Classification of Goods and Services

China and Australia are both signatories to the Nice Agreement and have adopted the Nice Classification System of classifying goods and services for the purposes registering trade marks. Under this system, goods and services are divided into 45 classes – 34 classes of goods and 11 classes of services. While there is flexibility in Australia in registering trade marks in respect of goods and/or services which are not easily classified under the Nice Classification System, the opposite is true in China.

In Australia, the Trade Marks Office maintains a database of goods and services that includes Nice items and determinations relating to goods and services not covered by the Nice Classification System. Additionally, the Australian Registrar of Trade Marks has discretionary power to decide questions arising as to the class within which any goods or services should be classified.

In China, the goods and services contained in the 45 classes under the Nice Classification System are further divided into subclasses.
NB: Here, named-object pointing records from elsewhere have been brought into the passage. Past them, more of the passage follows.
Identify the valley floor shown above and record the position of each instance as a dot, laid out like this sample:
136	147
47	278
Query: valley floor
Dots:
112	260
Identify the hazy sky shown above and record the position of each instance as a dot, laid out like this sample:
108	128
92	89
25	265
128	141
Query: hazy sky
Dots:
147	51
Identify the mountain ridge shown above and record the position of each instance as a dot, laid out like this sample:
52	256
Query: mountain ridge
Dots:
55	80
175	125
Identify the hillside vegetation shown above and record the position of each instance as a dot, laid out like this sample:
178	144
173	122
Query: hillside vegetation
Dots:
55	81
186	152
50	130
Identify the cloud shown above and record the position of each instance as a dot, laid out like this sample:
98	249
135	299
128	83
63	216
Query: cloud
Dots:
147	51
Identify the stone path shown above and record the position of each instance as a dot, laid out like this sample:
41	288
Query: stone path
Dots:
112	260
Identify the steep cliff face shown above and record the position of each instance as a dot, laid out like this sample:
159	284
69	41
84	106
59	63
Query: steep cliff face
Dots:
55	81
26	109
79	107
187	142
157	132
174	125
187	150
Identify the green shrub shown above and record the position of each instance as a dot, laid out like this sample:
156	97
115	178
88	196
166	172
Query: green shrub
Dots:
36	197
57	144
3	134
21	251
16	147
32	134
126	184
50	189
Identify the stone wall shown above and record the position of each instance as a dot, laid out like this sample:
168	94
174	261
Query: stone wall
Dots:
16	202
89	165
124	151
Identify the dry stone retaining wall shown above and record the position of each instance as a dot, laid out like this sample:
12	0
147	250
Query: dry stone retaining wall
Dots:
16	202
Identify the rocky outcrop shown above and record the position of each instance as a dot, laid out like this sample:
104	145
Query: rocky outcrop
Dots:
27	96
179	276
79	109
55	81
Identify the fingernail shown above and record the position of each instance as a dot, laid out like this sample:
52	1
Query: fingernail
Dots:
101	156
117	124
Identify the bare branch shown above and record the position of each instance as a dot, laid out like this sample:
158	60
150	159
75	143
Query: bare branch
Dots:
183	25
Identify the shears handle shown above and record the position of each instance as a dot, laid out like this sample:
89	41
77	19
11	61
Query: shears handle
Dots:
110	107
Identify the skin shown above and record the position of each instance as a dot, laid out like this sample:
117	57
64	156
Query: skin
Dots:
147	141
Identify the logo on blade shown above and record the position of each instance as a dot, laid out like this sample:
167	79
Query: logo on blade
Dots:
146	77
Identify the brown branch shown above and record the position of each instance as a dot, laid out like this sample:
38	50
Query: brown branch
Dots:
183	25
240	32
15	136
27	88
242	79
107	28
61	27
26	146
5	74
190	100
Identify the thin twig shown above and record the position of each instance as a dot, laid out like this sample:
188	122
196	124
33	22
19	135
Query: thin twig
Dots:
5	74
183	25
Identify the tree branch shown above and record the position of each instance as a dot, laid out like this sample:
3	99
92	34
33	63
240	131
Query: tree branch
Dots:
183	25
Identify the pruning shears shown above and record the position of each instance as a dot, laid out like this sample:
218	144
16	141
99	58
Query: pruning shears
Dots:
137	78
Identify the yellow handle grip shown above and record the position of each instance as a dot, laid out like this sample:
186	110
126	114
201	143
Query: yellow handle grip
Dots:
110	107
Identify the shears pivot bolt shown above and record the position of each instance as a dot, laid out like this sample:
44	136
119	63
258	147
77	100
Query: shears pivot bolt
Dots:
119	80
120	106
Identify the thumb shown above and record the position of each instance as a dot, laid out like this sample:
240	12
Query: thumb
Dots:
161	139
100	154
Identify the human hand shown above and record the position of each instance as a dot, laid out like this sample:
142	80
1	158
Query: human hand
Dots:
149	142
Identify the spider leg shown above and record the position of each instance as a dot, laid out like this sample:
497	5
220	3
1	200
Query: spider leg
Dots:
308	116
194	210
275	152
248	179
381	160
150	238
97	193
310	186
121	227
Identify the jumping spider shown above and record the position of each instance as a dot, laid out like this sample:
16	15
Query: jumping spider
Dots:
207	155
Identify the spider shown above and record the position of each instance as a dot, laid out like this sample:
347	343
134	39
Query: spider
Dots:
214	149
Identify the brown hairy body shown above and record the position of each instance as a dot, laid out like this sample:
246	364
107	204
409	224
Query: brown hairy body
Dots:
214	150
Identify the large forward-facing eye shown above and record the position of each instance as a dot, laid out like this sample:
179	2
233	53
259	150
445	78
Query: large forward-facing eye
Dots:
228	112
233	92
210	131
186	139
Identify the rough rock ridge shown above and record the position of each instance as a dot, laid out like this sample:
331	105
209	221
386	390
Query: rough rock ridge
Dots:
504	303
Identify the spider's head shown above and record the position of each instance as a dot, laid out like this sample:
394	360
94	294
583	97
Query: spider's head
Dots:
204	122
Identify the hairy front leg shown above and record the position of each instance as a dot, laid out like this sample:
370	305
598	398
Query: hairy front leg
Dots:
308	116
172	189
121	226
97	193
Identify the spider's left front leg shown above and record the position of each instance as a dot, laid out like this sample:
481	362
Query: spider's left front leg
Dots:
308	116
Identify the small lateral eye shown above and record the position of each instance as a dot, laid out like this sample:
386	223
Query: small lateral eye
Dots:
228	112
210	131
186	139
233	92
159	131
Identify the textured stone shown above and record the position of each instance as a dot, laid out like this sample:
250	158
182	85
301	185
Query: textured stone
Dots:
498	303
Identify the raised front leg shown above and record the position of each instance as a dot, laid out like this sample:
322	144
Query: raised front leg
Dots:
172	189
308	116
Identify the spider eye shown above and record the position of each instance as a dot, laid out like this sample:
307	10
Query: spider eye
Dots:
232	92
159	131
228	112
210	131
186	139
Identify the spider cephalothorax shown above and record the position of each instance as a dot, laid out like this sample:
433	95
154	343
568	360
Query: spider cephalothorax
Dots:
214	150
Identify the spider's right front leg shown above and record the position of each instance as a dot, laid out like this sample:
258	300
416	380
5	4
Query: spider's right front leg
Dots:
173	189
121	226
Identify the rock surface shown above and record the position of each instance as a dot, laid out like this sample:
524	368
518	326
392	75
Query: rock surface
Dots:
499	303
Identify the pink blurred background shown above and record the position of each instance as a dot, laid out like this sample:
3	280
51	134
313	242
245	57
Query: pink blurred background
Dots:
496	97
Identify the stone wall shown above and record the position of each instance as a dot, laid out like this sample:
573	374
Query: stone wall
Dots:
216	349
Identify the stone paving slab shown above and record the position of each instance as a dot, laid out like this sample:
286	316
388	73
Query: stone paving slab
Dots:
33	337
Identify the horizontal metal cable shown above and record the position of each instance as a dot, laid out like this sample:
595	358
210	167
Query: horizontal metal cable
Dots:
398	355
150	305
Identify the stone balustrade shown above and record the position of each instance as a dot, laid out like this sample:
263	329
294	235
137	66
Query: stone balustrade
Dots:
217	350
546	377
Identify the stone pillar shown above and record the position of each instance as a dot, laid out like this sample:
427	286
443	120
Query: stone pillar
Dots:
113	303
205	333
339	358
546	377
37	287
Goods and/or services which cannot be classified according to these subclasses are considered non-standard and are generally excluded from protection in China. The consequence of this for owners of Australian trade mark applications wanting to extend protection of their trade marks to China is that it is usually necessary to file or amend Chinese trade mark applications such that the goods and/or services specified ‘fit’ into the correct subclasses. This may weaken the strength of the resulting registration and/or increase the vulnerability of the registration to cancellation.

To illustrate this point, ‘retail and wholesale services’ are considered to fall within class 35. While the Nice Classification System does not specifically provide for the classification of ‘retail and wholesale services’ per se, applications specifying such services have been registrable in Australia. In contrast, Chinese trade mark applications specifying ‘retail and wholesale services’ in class 35 are not registrable, and it has been necessary to seek protection for trade marks in China for such services with less than accurate specifications in class 35.

The Tenth Nice Classification System

The Nice Classification System is updated regularly. To this point, China and Australia have both recently adopted the Tenth Nice Classification System. This update now provides trade mark owners, particularly in the life sciences sector, with 7 specific new types of retail or wholesale services classifiable in class 35 in China effective from 1 January 2013. These are:

  1. retail or wholesale services for pharmaceutical, veterinary, sanitary preparations and medicinal products,
  2. retail or wholesale services for medicine,
  3. retail or wholesale services for pharmaceutical preparations,
  4. retail or wholesale services for sanitary preparations,
  5. retail or wholesale services for medicinal products,
  6. retail or wholesale services for medicine for veterinary purposes, and
  7. retail or wholesale services for veterinary preparations.

Broadly specifying ‘retail or wholesale services’ per se in class 35 will still not be allowable in China.

The inflexibility of the Chinese trade mark registration system, in conjunction with the above update, will create a potential headache for trade mark owners in the life sciences sector who conduct business in China and who use their trade marks in connection with ‘retail and wholesale services’ and have registered their marks with less than accurate specifications. That is, while there are transitional provisions in place, it will be necessary for these owners to re-register their trade marks in respect of one or more of the above 7 services. Any delay in doing so my result in a misappropriation of rights to third parties who might apply to register trade marks in bad faith. It is therefore recommended that swift action be taken by these owners to re-register their marks in class 35 to avoid a misappropriation of rights.